Hasta siempre Leonard Nimoy
Fotomontaje: Carlos Martínez Moral | VAVEL.com.

Aplicando la lógica vulcana, la edad del actor estadounidense Leonard Nimoy (83 años) y la enfermedad pulmonar crónica que padecía, como consecuencia de sus años como fumador consuetudinario, el fallecimiento del carismático actor de la popular serie Star Trek, puede considerarse como algo lógico, esperado, pero si pensamos con la mitad humana del legendario Comandante Spock, los sentimientos de nostalgia se nos agolpan en la partida hacia las estrellas del hijo del embajador de Vulcano Sarek y su esposa humana Amanda Grayson.

Ahora que se marcha, más que nunca se produce el conflicto interno entre la razón, la lógica de esa mitad vulcana que todos tenemos y la emoción e intuición de nuestra otra mitad humana. Porque como Leonard Nimoy muy bien expuso en sus dos autobiografías, "I am not Spock", en 1975, y "I am Spock", en 1995, todos somos Spock y nos identificamos con el personaje porque nuestro yo interior vive en un eterno conflicto interno. Y nadie como Leonard Simoy interpretó esa eterna dualidad, en algunas personas predomina la razón, la lógica, y en otras el impulso, el sentimiento, las emociones.
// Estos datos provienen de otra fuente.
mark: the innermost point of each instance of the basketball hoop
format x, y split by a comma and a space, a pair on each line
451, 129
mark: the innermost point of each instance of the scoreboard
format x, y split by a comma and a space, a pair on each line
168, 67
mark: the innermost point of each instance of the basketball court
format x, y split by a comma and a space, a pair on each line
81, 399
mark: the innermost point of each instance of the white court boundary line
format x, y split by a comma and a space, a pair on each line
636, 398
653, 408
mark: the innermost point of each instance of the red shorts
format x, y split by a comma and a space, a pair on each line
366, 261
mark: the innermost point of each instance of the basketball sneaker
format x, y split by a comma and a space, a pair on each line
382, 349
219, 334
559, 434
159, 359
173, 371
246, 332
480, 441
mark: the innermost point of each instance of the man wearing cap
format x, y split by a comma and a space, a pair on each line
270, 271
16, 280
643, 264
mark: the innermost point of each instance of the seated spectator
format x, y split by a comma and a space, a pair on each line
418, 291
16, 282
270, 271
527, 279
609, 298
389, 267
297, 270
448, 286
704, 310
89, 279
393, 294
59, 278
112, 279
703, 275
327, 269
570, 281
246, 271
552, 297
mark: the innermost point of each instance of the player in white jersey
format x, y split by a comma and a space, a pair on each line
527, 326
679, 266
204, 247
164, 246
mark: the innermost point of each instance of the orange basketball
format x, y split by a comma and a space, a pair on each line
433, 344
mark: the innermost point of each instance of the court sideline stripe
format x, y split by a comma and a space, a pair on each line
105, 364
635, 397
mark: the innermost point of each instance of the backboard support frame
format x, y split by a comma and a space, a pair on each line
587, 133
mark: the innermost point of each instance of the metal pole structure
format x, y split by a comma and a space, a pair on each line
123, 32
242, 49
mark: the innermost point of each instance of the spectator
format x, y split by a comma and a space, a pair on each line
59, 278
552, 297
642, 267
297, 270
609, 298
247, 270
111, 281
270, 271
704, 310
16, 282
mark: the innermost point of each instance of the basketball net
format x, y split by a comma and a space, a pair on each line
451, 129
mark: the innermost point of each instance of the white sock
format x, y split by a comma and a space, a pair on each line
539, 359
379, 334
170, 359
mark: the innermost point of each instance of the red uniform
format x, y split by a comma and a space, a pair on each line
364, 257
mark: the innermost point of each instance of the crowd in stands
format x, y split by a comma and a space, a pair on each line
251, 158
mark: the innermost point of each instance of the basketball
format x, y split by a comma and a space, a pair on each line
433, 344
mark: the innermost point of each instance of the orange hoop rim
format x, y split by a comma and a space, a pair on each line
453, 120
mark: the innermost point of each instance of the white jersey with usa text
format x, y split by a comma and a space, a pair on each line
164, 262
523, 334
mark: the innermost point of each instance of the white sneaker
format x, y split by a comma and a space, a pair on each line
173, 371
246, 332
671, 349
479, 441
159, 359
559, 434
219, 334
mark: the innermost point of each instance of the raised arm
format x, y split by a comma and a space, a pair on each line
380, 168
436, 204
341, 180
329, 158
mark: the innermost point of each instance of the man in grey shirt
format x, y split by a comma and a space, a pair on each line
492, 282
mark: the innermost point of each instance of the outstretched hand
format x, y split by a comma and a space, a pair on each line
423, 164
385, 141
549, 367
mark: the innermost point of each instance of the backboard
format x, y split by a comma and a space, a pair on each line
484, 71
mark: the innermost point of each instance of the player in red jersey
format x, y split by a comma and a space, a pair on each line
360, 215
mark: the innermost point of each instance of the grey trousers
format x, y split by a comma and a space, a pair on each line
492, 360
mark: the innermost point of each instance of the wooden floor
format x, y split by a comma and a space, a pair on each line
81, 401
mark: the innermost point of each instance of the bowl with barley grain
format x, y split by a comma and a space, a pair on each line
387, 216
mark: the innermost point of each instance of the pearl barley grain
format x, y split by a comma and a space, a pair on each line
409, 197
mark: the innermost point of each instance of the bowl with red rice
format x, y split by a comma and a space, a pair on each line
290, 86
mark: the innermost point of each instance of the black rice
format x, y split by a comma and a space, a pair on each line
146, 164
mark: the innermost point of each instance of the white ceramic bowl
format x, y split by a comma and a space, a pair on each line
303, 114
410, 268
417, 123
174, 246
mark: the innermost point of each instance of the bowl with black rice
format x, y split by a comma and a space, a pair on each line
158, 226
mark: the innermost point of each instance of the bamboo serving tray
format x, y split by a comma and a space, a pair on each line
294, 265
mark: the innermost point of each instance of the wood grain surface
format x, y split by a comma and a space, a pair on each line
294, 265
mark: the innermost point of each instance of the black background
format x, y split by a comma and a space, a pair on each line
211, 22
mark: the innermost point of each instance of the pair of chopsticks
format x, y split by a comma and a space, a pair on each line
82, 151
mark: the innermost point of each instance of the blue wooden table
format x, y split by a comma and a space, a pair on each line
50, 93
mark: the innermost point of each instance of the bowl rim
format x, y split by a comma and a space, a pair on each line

Por ello Nimoy no puede marcharse sin que recordemos la flema del personaje de las orejas de pico que jamás mentía, capaz de ponerse a jugar al ajedrez mientras la Enterprise pasaba por serios problemas, evidentemente racionalizando, intelectualizando y analizando el problema de forma intelectual, para descifrar la solución. En mitad del caos solo Spock podía mantenerse sereno, aislándose del problema para encontrar la solución racional. Por eso las frases surgidas de la grandiosa interpretación de Leonard Nimoy cobran mayor condición mítica: “La lógica conduce a la sabiduría pero no es su finalidad”. “La salvación de un grupo de individuos es prevalente sobre uno solo”. “Siempre digo la verdad”.
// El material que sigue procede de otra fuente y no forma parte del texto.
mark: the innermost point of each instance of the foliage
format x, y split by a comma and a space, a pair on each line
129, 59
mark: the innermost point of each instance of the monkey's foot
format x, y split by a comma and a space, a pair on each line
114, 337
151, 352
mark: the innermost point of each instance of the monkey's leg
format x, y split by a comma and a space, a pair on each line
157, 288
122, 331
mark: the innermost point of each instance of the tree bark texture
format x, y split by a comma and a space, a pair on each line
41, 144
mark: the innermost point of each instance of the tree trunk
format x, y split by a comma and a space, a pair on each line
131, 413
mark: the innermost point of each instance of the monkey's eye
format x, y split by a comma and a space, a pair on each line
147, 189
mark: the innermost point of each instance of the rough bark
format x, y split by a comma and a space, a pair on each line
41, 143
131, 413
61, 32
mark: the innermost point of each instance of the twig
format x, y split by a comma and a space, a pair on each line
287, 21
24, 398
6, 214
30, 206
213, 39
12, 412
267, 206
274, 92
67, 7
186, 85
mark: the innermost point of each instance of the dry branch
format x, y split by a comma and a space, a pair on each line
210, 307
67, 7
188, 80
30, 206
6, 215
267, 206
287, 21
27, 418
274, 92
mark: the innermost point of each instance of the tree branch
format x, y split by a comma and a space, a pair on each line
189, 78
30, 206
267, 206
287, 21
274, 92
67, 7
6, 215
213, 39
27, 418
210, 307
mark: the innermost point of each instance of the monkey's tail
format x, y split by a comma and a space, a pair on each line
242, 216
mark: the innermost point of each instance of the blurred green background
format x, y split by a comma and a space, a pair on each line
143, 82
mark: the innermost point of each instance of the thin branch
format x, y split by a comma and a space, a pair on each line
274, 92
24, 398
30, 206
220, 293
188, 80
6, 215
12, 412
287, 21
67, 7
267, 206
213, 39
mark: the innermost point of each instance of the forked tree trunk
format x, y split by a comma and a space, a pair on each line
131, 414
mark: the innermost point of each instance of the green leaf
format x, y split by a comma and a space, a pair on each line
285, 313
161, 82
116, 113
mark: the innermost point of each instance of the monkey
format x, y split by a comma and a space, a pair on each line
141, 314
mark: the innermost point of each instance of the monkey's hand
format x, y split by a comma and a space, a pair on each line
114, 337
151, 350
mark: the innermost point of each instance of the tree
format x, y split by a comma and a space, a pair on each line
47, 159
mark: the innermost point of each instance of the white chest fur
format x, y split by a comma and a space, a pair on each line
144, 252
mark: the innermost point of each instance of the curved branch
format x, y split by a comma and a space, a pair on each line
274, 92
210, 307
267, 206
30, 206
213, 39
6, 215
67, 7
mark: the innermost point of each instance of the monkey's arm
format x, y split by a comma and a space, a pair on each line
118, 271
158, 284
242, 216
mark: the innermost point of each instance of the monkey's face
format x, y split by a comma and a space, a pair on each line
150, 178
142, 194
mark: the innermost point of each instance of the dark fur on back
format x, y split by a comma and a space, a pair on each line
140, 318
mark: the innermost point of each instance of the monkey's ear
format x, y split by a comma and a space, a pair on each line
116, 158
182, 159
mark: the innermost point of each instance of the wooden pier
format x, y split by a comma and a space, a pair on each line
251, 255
Con la mirada algo perdida y el ceño fruncido Mr.Spock calificaría el fallecimiento del actor Leonard Nimoy como ¡Altamente Lógico!, pero en un recoveco interno de su mitad humana sufriría una ira interna difícil de controlar, una emoción contenida durante años de gestos inexpresivos, a los mandos de una de las series más míticas de la historia de la televisión y el cine. Porque la Enterprise no es nada sin su presencia, porque la larga vida y prosperidad que en tantas ocasiones nos deseó, abandonó a ese chico nacido en Boston el 26 de marzo de 1931, e hijo de inmigrantes judíos procedentes de Ucrania. Ahora por fin Spock comprende qué son los sentimientos, pero como siempre se lo tomará con humor, y como es lógico seguro que lo encuentra como algo Fascinante.
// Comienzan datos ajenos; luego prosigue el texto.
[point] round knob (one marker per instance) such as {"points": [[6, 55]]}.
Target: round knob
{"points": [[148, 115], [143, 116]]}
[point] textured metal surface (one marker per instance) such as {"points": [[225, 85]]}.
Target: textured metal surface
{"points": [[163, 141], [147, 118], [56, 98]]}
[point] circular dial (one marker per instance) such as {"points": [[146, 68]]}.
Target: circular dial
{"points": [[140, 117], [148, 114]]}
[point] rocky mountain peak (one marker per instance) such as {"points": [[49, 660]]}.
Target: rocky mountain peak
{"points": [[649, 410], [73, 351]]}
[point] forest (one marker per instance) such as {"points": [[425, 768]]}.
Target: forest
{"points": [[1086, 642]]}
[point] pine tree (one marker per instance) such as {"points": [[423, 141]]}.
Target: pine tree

Más que nunca echaremos en falta los enfrentamientos dialécticos entre el visceral Kirk y el racional Spock. Ahora comenzamos a comprender su interpretación memorable, el cariño por el personaje de un actor que no se sintió encasillado, sino privilegiado por la oportunidad que le dio la televisión (Gene Roddenberry en 1966) y el cine (al que fue adaptado hasta en diez ocasiones), de encarnar a uno de los iconos de la cultura popular. Con el saludo icónico de la serie, inventando por Nimoy, reminiscente del entorno familiar del actor, y sus raíces judaicas ortodoxas, nos despedimos del Comandante. Mr.Spock alza la mano haciendo la seña V de Vulcano y de Victoria, todos aquellos que crecimos fascinados con su flema, no olvidaremos este último y mítico saludo. Vavel le sigue en el gesto para recordar al gran actor que emprendió el viaje definitivo hacia la segunda estrella a la derecha, directo al mañana.

Hasta siempre Leonard Nimoy y Larga Vida y Prosperidad a Mr.Spock.